In the 1920s under Boyd Orr’s leadership, the Rowett Institute did some important and pioneering work with its "milk in schools" experiment – which led subsequently to legislation in Scotland to provide milk for school children, an initiative later followed by the rest of the UK.
In a major study, Food Health and Income, published in 1936 Boyd Orr and his colleagues classified the UK population into six groups according to income, then estimated the adequacy of the diet consumed by each of the groups. The study established that more than a third of the population (the poorest third) did not enjoy a diet that was up to the "health standard", with the main reason being their inadequate purchasing power.
The Carnegie Trustees, driven by their concern for the "improvement of the well-being of the masses" became keenly interested in Boyd Orr’s work and concluded that a further and more extensive inquiry would be valuable, funding the Rowett team to the sum of £15,000 to look deeper.
Between 1937 and 1939, a more detailed study was carried out of thirteen hundred families throughout England and Scotland, involving nearly 8,000 people in 16 locations. This was hailed as the "largest empirical inquiry hitherto attempted in Britain into the relationship between health and diet."
The work had only just been completed when the Second World War broke out.
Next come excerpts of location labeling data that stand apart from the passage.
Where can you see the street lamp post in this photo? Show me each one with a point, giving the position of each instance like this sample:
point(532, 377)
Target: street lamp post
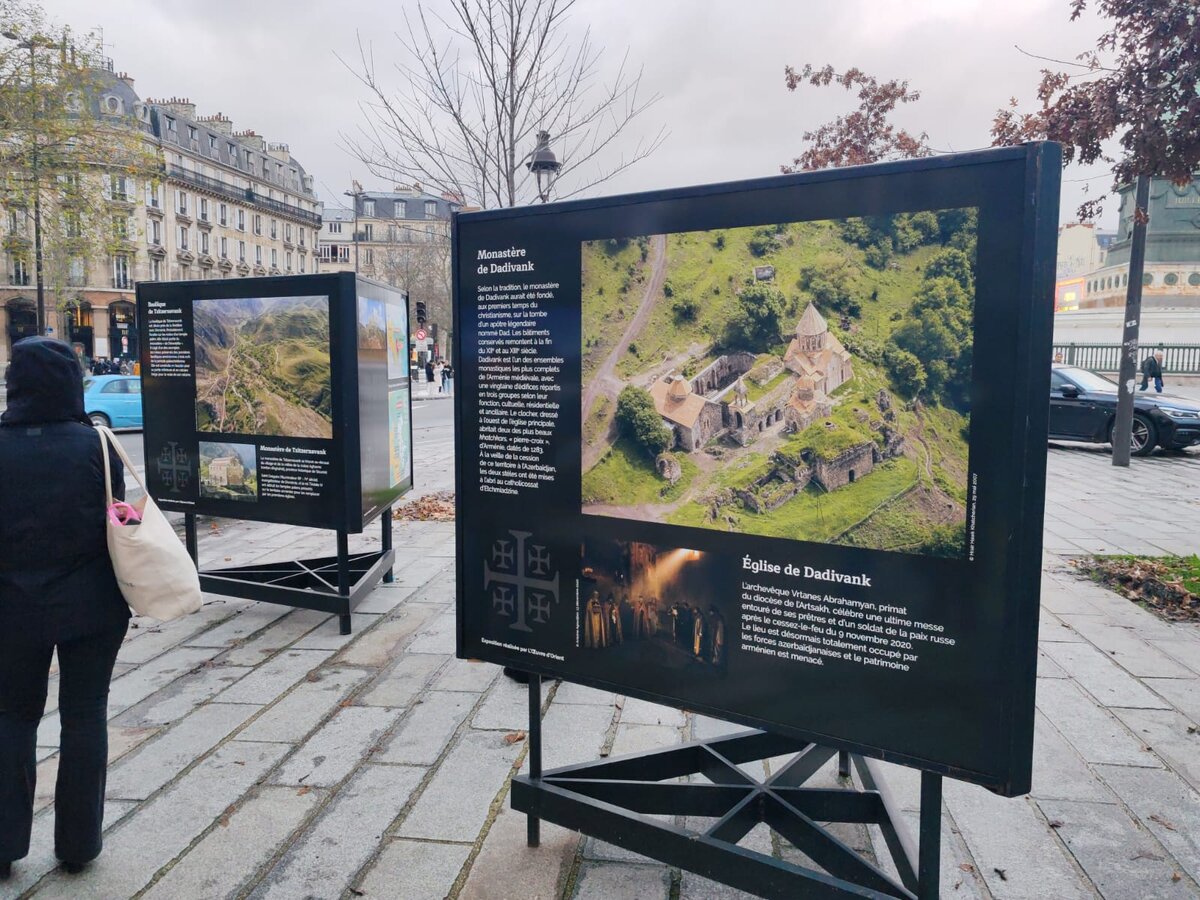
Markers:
point(544, 166)
point(31, 45)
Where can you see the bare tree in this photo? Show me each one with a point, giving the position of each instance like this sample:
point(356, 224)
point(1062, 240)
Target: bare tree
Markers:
point(479, 82)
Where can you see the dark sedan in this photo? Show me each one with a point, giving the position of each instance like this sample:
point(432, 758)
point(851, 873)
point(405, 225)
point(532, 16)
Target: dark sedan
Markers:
point(1084, 406)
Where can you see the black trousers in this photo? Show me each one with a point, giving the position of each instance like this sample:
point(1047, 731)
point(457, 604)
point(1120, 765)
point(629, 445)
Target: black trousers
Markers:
point(85, 667)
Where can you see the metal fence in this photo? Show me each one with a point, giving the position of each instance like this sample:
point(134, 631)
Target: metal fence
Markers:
point(1177, 358)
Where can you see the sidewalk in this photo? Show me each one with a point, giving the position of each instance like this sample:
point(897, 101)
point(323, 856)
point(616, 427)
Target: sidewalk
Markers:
point(257, 753)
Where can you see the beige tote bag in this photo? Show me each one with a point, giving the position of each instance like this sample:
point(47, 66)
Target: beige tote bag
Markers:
point(154, 570)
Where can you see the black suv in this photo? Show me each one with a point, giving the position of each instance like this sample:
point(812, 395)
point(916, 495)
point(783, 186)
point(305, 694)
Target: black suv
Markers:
point(1084, 405)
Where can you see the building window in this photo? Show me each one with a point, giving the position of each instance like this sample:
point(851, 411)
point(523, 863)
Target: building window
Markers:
point(121, 279)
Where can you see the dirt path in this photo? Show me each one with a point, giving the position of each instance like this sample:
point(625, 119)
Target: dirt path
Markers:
point(604, 381)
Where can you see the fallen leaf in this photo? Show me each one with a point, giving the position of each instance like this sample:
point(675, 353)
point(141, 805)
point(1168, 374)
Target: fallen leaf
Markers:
point(1163, 822)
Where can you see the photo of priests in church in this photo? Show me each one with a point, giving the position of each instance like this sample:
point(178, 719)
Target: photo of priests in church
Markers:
point(653, 605)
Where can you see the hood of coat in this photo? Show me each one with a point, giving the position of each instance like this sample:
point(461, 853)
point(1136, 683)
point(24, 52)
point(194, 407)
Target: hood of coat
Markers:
point(45, 384)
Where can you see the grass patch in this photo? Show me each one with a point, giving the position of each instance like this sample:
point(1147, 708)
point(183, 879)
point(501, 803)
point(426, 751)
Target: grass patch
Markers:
point(627, 477)
point(1168, 586)
point(814, 515)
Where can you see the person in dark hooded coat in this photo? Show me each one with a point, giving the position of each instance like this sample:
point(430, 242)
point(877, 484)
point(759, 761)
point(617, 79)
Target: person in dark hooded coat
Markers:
point(58, 592)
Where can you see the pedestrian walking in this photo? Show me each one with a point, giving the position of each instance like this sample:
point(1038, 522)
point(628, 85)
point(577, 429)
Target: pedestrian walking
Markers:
point(58, 593)
point(1152, 367)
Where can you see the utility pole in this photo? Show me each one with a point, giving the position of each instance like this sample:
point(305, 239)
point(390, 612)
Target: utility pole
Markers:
point(1122, 427)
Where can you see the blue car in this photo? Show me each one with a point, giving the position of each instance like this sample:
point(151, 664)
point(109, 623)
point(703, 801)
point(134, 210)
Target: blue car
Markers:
point(114, 401)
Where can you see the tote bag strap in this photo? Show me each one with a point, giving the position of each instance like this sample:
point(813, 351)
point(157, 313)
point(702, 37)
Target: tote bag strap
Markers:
point(107, 436)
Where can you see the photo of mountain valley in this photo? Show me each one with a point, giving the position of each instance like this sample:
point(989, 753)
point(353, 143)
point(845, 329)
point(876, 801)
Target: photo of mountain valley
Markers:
point(805, 379)
point(262, 366)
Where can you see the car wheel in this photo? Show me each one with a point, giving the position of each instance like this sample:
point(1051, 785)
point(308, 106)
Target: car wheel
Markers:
point(1143, 437)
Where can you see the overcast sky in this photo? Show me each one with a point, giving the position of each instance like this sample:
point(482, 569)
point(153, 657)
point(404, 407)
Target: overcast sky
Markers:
point(271, 65)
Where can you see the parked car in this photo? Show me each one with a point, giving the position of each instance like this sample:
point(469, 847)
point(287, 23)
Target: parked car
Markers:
point(114, 401)
point(1084, 406)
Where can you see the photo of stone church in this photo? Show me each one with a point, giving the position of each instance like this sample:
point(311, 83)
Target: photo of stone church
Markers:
point(805, 379)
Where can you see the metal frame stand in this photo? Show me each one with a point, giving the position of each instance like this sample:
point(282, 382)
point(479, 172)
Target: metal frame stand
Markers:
point(333, 585)
point(612, 799)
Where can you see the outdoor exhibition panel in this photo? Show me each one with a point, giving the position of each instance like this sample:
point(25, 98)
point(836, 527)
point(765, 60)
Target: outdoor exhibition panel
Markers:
point(771, 450)
point(280, 400)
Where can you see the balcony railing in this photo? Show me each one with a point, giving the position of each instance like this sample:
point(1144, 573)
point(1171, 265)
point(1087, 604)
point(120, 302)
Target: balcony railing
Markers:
point(243, 195)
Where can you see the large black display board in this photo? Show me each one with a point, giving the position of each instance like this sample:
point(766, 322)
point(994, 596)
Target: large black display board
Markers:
point(771, 450)
point(277, 400)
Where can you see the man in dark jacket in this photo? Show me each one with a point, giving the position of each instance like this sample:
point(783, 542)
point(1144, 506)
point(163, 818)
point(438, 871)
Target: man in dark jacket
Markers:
point(1152, 367)
point(58, 592)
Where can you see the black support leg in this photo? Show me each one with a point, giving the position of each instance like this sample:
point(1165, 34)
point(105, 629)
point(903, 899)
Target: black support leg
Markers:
point(385, 543)
point(533, 825)
point(929, 851)
point(190, 538)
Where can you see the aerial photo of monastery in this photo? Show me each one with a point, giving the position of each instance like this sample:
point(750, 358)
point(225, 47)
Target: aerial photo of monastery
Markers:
point(803, 381)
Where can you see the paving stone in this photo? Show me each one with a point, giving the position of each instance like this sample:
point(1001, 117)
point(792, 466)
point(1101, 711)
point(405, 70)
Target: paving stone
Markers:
point(1129, 652)
point(1165, 805)
point(273, 678)
point(1167, 733)
point(154, 676)
point(328, 635)
point(156, 637)
point(378, 646)
point(159, 831)
point(1059, 772)
point(507, 868)
point(283, 633)
point(341, 744)
point(1093, 732)
point(604, 881)
point(183, 695)
point(456, 803)
point(1092, 831)
point(423, 735)
point(384, 598)
point(1007, 834)
point(143, 772)
point(305, 706)
point(1183, 694)
point(571, 693)
point(505, 707)
point(420, 869)
point(323, 862)
point(1103, 678)
point(437, 637)
point(225, 861)
point(244, 624)
point(465, 675)
point(403, 682)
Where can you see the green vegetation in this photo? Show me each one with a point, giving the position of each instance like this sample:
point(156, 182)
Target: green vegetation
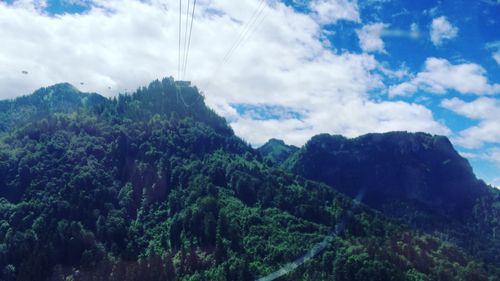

All was not lost however. Evidence from the Rowett Carnegie Survey was key to the development of a progressive and effective food policy for Britain at war, based on the nutritional needs of different groups. Lord Woolton, the wartime Minister of Food, subsequently pointed out that the Rowett Carnegie Survey’s evidence on food consumption at different income levels was of great importance in evolving wartime food policy. Boyd Orr himself observed that "in spite of the acute food shortages, the women and children of the poorer classes were healthier at the end of the war than at the beginning of it."
Boyd Orr was a key figure in the "nutrition campaign" which transformed attitudes and aspired to bring a diet adequate for health within the reach of the poorest. Academics from various disciplines worked alongside politicians and administrators to inform public opinion, to support rationing and to influence the Ministry of Food.
Boyd Orr recalled graphically that:
"The result of this movement was seen during the war when a well informed public opinion approved and helped to get carried into effect a rationing system which gave priority for milk and eggs to mothers and children and ensured that when a cargo of oranges came in, a millionaire could not get one until the poorest child in the slums had got sufficient for its needs."
In the end the Rowett Carnegie Survey was published in 1955 as Family Diet and Health in Pre-War Britain. It was both an historical record of the state of nutrition at the start of the war and a key influence in driving future policy. In 1955 the relationships between food and health "and the social evils which lead to poor nutrition" were still of fundamental importance. The authors of the Survey pointed out that "Food habits in this country have undergone a revolution since the Survey was made". They sounded a note of caution however, concerned that the end of food rationing might mean that "income will again become one of the chief determinants of levels of nutrition."
Boyd Orr retired from the Rowett Institute at the end of the war but he remained very active, campaigning for world peace and taking up office as the first Director of the Food and Agriculture Organisation. He was awarded the Nobel Peace Prize in 1949 and in the same year was elevated to the peerage as Baron Boyd Orr of Brechin.